他の批判として、NITにおける受納者は失業時政府給付に等しい最低賃金を保証されるため、NITは労働へのインセンティブを減じうる、というものがある。

みたいなことが書かれている。


現在の日本では最高の東京都で850円である。ということは1日8時間労働で月20日働けば、13万6千円の収入という計算になる。一方、生活保護受給額を見ると「東京都区部(1級地-1)・単身・31歳」で「合計 137,400円(月額最大)」になっている。
生活保護 - Wikipedia


すなわち、現在の日本の最低賃金は、健康で文化的な生活が可能な最低限の額だということだ。それを減額するということは、持ち家や同居などで家賃を払う必要のない人や、親族などに援助を受けている人以外は生活が立ち行かなくなるということだ。


たとえば最低賃金が1500円で規制を廃止して1000円に下がったとして生活が苦しくなるとはいっても立ち行かなくはならないが、850円をさらに下げたらたちまち生活が破綻する人が出てくるということだ。そしてそれを公的に補うということは公的負担が増えるということだ。


しかも、最低賃金が1500円で100円下がって1400円になったから下がった分の半分の50円を補填しますみたいな話とは違って、850円は生活可能な最低限の額だから、700円に下がれば下がった分の全額の150円を補填しなければならない。600円に下がれば250円だ。

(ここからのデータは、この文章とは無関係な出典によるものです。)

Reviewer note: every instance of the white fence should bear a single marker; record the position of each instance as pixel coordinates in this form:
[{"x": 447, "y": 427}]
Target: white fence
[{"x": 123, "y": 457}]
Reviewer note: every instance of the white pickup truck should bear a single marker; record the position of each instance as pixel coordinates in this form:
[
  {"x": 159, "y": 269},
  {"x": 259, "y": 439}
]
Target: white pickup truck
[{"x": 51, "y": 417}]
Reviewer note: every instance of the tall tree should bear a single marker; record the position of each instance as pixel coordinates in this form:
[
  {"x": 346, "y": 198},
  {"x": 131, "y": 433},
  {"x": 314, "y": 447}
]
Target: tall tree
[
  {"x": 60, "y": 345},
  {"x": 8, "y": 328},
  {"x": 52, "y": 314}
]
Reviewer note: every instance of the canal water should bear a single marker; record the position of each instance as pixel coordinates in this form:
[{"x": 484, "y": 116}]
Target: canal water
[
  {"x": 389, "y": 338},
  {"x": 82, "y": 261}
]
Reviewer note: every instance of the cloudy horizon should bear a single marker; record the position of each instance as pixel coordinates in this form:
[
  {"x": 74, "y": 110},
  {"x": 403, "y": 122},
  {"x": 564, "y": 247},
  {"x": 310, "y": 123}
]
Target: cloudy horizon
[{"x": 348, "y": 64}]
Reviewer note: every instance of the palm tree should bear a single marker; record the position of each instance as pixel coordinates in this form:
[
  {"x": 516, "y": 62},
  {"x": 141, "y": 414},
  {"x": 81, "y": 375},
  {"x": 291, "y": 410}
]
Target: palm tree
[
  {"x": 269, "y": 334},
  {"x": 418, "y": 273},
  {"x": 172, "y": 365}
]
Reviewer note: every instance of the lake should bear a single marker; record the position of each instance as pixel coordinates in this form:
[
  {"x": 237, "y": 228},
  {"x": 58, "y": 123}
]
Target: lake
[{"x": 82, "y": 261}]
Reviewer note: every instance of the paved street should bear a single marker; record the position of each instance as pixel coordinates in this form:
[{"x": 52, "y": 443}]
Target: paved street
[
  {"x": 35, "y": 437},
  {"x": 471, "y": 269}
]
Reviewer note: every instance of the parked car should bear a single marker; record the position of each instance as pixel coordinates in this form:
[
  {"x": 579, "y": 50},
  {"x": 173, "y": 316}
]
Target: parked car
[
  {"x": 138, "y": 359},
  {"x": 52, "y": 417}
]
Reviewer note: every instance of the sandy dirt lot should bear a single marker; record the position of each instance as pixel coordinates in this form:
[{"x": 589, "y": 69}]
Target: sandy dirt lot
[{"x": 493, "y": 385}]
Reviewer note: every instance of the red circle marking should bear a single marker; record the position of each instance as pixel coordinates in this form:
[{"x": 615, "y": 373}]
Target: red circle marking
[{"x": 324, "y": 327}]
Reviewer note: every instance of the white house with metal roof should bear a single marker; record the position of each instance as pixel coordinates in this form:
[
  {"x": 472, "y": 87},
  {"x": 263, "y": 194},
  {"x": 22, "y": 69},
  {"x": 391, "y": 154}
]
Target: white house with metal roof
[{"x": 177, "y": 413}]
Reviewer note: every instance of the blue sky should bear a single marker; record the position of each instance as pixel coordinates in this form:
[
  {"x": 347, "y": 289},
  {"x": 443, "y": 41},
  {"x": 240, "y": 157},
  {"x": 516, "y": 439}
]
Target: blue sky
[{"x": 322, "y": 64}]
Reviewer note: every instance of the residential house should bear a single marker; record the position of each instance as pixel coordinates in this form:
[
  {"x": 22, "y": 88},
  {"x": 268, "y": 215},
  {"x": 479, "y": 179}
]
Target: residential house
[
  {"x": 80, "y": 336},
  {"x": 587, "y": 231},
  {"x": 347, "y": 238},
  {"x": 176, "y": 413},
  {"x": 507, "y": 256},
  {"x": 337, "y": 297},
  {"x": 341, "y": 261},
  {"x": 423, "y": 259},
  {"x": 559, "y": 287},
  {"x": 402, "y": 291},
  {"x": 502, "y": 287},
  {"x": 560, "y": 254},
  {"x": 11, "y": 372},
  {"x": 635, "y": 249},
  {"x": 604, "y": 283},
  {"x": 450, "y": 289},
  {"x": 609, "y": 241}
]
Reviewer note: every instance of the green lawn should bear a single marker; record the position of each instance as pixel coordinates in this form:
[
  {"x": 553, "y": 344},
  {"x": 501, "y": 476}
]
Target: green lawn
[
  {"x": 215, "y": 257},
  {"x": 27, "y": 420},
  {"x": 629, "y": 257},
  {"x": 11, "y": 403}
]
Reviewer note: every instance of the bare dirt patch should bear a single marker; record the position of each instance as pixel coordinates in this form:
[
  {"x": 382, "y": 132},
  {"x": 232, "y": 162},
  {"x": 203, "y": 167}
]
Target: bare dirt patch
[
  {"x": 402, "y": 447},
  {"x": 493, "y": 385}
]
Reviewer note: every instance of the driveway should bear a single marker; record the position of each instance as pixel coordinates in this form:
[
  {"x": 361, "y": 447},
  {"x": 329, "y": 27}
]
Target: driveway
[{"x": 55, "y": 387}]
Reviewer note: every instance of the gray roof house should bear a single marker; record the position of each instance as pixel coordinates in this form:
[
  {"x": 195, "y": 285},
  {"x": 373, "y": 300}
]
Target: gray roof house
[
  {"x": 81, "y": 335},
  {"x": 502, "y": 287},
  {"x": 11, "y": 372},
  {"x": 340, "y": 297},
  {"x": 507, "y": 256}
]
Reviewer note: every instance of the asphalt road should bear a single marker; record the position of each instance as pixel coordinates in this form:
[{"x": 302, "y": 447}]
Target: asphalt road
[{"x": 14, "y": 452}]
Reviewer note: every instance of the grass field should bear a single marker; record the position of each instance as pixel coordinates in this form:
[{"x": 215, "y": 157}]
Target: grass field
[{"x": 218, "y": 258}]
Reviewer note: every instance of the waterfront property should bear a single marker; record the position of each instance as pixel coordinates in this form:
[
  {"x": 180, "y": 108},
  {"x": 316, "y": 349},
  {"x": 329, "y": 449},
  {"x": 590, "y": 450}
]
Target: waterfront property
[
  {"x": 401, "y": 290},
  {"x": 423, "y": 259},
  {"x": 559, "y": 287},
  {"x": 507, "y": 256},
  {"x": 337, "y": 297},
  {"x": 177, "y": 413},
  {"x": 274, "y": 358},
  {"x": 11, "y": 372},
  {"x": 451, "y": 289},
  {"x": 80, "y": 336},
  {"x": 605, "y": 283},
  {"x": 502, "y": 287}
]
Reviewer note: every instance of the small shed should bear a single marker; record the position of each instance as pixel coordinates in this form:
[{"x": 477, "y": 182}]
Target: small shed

ということは850円以下であれば、何円であろうと時給850円の時と同じ金額を受け取れるということになる。であれば既に書いたが雇用する側にとっては人件費は低ければ低いほど良いに決まってるし、雇われる方も850円以上の職に就けるのなら別だが、それ以下なら何円でも1円だって構わないということになる。であれば850円で雇用するのはアホらしい。みんな1円で雇用契約をするのではないか?そして財政はあっという間に破綻する。


ただし、人件費が減った分、企業の利益が増えるが、市場競争があるので商品の価格は下がるのであり、人件費で苦しむ企業は一時的には助かるかもしれないが、やがて人件費以外のコスト競争で敗退することになるだろう。もちろん正社員を高い賃金で雇用している企業も経営が傾くことになるだろう。


細かいことを言えば、物価が下落するので、その点では財政負担が若干減るかもしれないが、到底増大する負担と相殺することは不可能だろう。また国際競争力は上るだろうが、要は輸出品に補助金を付けているようなものだ。


これはあくまで新聞記事を読んだ感想であり、それを防ぐ何らかの方策があるのかもしれないが、どういう方策があるのか思いもよらない。


あと、最低賃金廃止に反対している人は左向きの人の方が多いような気がするけれど、補填があるのだとすれば、むしろこれは社会主義的な方向の政策であるようにしか俺には思えない。あくまで記事を正直に信じればの話だが。